Velma Wallis: Zwei alte Frauen

Copyright: Cornelia Conrad
Hier ist der ultimative Geschenktip für alle, die noch nach etwas ganz besonderem suchen.
Als das schmale Büchlein vor 24 Jahren das erste Mal auf deutsch erschien, war ich so begeistert davon, daß ich  sofort 20 Stück gekauft  und zu Weihnachten  allen Freundinnen  geschenkt habe. Da es aber immer noch Menschen geben soll, die diese wunderbare Indianerlegende nicht kennen, setze ich ich sie als letzten Beitrag für dieses Jahres in meinen Blog.
Ein Indianerstamm in Alaska erlebt einen besonders harten Winter. Es gibt so gut wie keine Tiere mehr  zu jagen, die Elche haben sich vor der großen Kälte verzogen. Es droht der Hungertod. Da beschließt der Ältestenrat: der Stamm muß auf Nahrungssuche gehen, fort, in eine bessere Gegend, in der man den Winter  überleben kann.
Zu dem Stamm gehören auch zwei alte Frauen.  Schon lange werden sie von den Jüngeren mit Nahrung und Wasser versorgt, und wenn der Stamm in andere Gegenden weitergezogen ist, hat man ihnen ihre Lagerplätze eingerichtet.
Da die beiden  Frauen nur noch unnütze Esser sind, beschließt der Häuptling: sie sind alt und gebrechlich, bei der beschwerlichen Wanderung nur hinderlich – deshalb werden sie zurückgelassen. Das ist Stammesgesetz...

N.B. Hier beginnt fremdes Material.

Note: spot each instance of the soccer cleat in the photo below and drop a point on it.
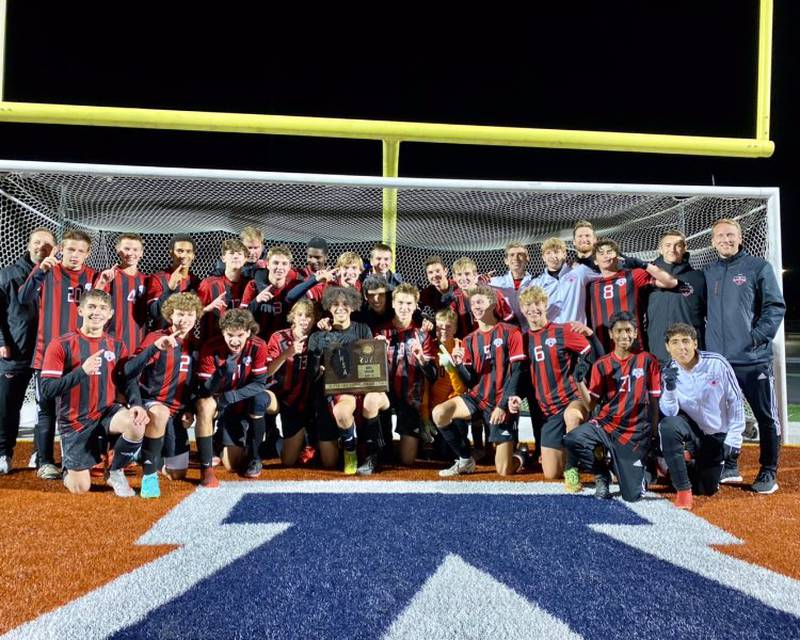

Die beiden Alten fühlen sich wie in einem Albtraum: sogar ihre Kinder und Kindeskinder ziehen fort: „Ja, auf diese Weise haben sie uns zum Tode verurteilt! Sie glauben, wir seien zu alt und nutzlos. Sie vergessen, daß auch wir ein Recht haben zu leben! Und deshalb, meine Freundin, sage ich, wenn wir denn sterben müssen, so laß uns handelnd sterben und nicht im Sitzen.“
Ihr Kampfgeist ist geweckt.
Sie besinnen  sich darauf, was sie früher einmal alles gekonnt haben: Jagen, Fallen stellen, das Feuer hüten, Felle gerben. Und so kramen sie peu a peu ihr verstaubtes Wissen wieder hervor.
Sie überleben den furchtbar kalten Winter. Sie haben jejagt und gefischt – so reichlich, daß sie sogar Vorräte anlegen können.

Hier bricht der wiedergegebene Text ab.